Since its founding in 2018, StopAntisemitism’s growth has been “exponential,” Rez said.
Its 2020 annual report said it was reaching millions of people on a monthly basis, including a 30-day average of 1.71 million on Instagram, 5.27 million on Twitter and 100,000 visits to its website. The report said it received 355,000 Facebook hits in a 28-day day and its Antisemite of the Week was going out to 50,000 subscribers every Sunday.
Rez was born in the former Soviet Union. To escape religious persecution and what she called “the horrors of socialism,” her family was sponsored by an uncle to come to Cleveland by way of Italy, where they lived for six months prior.
The train from Lithuania to Rome was guarded by soldiers from the Israel Defense Forces, because in 1973, the Palestine Liberation Organization hijacked a train full of Soviet Jews.
Aboard the Rez’s train, an IDF soldier gave her older brother a toy soldier.
“I just remember this one particular soldier trying to make my brother smile,” Rez said.
She said she remembers a feeling of unease about leaving her first home.
Rez credited Jewish Family Service Association of Cleveland with helping her family settle in Greater Cleveland, including with job placement for her parents.

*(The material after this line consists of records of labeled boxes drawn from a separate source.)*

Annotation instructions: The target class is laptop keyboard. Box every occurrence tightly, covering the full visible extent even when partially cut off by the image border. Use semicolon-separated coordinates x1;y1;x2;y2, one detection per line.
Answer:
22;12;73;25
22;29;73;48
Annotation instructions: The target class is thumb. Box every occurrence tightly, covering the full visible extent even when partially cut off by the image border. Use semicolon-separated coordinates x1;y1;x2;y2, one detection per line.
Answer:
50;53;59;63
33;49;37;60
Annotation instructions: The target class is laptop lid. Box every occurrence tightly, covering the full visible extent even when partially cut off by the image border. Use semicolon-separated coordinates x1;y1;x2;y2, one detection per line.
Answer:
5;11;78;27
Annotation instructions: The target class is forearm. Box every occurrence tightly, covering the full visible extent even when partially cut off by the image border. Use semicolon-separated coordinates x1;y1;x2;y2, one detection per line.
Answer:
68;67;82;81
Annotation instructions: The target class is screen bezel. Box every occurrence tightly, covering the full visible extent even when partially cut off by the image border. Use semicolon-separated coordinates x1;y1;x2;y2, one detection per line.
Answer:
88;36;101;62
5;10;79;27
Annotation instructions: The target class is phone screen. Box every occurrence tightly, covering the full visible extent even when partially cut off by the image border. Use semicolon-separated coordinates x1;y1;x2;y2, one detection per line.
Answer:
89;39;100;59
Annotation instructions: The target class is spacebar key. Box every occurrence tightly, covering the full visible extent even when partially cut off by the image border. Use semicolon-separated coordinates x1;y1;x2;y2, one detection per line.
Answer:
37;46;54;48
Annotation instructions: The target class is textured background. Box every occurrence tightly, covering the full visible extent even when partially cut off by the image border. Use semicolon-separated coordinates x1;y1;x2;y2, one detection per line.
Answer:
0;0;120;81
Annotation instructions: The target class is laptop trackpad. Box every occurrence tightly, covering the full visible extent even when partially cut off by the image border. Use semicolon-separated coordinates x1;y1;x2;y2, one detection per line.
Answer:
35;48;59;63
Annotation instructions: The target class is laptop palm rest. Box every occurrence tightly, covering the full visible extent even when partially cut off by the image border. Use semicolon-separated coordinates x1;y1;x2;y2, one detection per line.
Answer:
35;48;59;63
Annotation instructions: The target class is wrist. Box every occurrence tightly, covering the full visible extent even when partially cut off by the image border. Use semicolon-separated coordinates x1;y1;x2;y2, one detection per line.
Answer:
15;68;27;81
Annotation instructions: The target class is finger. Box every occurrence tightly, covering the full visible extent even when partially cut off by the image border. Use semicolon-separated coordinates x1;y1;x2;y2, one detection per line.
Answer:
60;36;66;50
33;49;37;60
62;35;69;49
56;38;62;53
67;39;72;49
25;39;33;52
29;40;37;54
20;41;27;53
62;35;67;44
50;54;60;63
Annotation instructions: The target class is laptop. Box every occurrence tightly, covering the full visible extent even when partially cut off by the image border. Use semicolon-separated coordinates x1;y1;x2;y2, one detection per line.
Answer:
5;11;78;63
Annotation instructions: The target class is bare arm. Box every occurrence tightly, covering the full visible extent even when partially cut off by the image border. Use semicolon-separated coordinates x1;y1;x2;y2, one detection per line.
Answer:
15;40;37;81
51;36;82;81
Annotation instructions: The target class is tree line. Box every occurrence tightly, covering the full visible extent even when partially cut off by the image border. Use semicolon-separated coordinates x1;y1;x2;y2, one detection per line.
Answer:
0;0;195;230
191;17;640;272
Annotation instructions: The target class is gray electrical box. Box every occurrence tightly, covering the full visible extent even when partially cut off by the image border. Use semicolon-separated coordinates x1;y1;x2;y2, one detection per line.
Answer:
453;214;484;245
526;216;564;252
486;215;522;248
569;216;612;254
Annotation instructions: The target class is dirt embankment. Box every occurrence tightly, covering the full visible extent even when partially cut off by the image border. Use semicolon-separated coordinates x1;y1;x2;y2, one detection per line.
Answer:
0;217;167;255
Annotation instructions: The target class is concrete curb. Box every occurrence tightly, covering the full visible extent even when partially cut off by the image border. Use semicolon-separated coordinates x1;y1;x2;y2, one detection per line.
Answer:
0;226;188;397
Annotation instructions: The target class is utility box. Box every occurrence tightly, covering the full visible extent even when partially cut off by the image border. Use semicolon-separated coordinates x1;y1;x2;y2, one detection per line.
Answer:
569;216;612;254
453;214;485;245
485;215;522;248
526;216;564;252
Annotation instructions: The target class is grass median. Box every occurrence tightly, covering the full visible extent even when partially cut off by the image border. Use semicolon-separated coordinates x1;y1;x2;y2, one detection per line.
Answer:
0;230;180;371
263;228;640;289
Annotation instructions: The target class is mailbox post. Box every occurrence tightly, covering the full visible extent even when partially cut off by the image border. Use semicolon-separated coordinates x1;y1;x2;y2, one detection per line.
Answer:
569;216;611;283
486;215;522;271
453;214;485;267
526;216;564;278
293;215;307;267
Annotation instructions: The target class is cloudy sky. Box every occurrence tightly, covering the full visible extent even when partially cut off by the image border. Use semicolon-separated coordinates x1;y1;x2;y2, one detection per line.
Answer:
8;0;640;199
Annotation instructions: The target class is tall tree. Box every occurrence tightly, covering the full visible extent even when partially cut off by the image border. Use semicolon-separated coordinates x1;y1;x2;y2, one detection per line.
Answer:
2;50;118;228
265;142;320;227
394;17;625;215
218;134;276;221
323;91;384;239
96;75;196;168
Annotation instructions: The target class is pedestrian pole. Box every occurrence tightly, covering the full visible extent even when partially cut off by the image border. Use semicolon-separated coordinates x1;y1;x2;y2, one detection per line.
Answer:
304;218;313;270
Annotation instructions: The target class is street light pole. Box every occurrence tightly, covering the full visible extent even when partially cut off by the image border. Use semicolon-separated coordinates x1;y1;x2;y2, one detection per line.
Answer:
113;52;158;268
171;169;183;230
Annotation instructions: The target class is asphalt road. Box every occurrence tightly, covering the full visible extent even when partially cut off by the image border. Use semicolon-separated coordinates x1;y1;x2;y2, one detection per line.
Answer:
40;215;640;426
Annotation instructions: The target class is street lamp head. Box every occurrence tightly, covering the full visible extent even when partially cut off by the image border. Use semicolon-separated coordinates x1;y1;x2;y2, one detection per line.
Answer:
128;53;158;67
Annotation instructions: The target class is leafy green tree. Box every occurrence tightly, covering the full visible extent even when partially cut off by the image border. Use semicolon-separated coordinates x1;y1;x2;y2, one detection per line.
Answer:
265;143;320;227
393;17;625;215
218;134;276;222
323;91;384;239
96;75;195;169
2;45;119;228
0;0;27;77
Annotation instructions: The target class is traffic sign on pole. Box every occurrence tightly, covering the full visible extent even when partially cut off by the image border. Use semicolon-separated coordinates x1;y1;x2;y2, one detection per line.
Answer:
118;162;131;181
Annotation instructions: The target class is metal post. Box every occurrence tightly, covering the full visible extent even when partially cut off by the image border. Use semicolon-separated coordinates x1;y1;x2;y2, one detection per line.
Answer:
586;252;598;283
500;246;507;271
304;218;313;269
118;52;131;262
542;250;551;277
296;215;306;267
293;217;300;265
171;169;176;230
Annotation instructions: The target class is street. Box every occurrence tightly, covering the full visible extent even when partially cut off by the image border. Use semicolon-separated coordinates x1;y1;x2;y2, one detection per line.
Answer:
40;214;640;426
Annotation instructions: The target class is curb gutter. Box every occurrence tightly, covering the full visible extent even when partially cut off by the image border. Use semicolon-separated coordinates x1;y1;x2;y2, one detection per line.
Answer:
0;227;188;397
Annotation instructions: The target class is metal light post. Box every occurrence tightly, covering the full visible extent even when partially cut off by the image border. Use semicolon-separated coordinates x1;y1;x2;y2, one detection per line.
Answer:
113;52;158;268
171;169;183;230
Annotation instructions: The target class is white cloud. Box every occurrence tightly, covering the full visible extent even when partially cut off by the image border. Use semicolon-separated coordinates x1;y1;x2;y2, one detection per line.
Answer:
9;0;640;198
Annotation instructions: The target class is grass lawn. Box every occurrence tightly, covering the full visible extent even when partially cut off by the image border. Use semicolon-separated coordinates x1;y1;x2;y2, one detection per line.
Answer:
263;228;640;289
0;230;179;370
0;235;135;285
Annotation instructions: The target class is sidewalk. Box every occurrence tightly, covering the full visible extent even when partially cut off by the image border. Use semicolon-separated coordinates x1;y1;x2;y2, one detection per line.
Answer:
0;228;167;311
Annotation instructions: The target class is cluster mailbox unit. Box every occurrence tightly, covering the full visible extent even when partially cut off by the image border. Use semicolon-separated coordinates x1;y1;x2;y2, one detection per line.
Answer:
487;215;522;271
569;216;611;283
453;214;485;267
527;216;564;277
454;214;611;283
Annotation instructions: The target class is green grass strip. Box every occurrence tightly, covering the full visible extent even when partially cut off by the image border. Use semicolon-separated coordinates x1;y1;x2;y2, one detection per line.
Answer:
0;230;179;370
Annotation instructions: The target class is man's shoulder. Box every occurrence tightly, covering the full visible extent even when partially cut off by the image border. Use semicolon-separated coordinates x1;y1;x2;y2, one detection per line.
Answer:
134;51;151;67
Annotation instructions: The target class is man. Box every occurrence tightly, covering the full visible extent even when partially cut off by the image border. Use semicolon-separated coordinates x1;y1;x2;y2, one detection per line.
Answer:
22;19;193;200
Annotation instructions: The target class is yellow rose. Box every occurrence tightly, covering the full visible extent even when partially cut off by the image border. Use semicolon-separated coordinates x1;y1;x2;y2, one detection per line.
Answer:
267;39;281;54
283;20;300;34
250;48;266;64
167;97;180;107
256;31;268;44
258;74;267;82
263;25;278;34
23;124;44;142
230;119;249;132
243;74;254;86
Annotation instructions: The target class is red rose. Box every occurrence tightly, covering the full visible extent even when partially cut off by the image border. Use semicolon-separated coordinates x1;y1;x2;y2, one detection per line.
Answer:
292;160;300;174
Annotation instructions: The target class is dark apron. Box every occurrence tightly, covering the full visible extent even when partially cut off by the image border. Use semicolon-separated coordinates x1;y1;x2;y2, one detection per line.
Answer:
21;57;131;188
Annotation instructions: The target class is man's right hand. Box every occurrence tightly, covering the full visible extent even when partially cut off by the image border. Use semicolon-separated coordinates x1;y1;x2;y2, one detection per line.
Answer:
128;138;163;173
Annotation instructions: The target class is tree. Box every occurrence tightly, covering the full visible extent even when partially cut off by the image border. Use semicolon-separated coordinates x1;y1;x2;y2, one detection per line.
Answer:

“They found an apartment for us,” she said. “They provided furniture for us. They provided our first car for us. And during that first year, while my father was a very established engineer, they assisted with as much as they could.”
In addition, she said Rabbi Zalman Kazen, spiritual leader of Zemech Zedech Congregation and Chabad in Cleveland, and his wife, Rebbetzin Shula Kazen, were also exceedingly helpful.
They approached her parents about enrolling Rez at Hebrew Academy of Cleveland in Cleveland Heights. She went to Unger’s Kosher Bakery and Food daily after school.
She has fond memories of her days at Hebrew Academy, calling it a “warm, loving environment.”
“They were just so welcoming and nonjudgmental about our lack of understanding of Torah and everything,” she said. “We were non-religious whatsoever. However, like nearly every single Soviet (Jewish) household, we were ardent Zionists. So it was a bit of a religious culture shock.”
She graduated from Laurel School in Shaker Heights. Afterward, she studied neuroscience at Brandeis University in Waltham, Mass., and completed her MBA at Cleveland State University.
Rez settled in Greater Cleveland with her husband and family prior to settling outside of New York City in 2012.
“So with our amazingly dedicated social media audience, we slowly started becoming the go-to place to submit antisemitic episodes,” Rez said. “So on social media and utilizing the power of social media, we reach millions on a monthly basis, and often are fed original submissions of antisemitism.”
Rez said StopAntisemitism has received some false accusations. And it makes a point of vetting for accuracy and authenticity. However, in the two times when mistakes were made, StopAntisemitism issued immediate clarification.
As she looks to the future, Rez said she hopes to expand her team and to add a legal department, specifically to be able to pursue Title VI complaints under the Office for Civil Rights, dealing with antisemitism on campus.
COVID-19 has put a damper on traditional fundraising efforts through in-person events, so that expansion isn’t happening as fast as Rez would like.
“Antisemitism on college campuses is spreading like wildfire,” she said. “The law’s on our side. Jews are protected under various statutes.”
In the wake of rising antisemitism, Rez said her organization has a role to play.
“We investigate,” she said. “We contact press. We contact employers and schools of those committing antisemitism, and we make sure that there is accountability for those that perpetuate hate against the Jewish people.”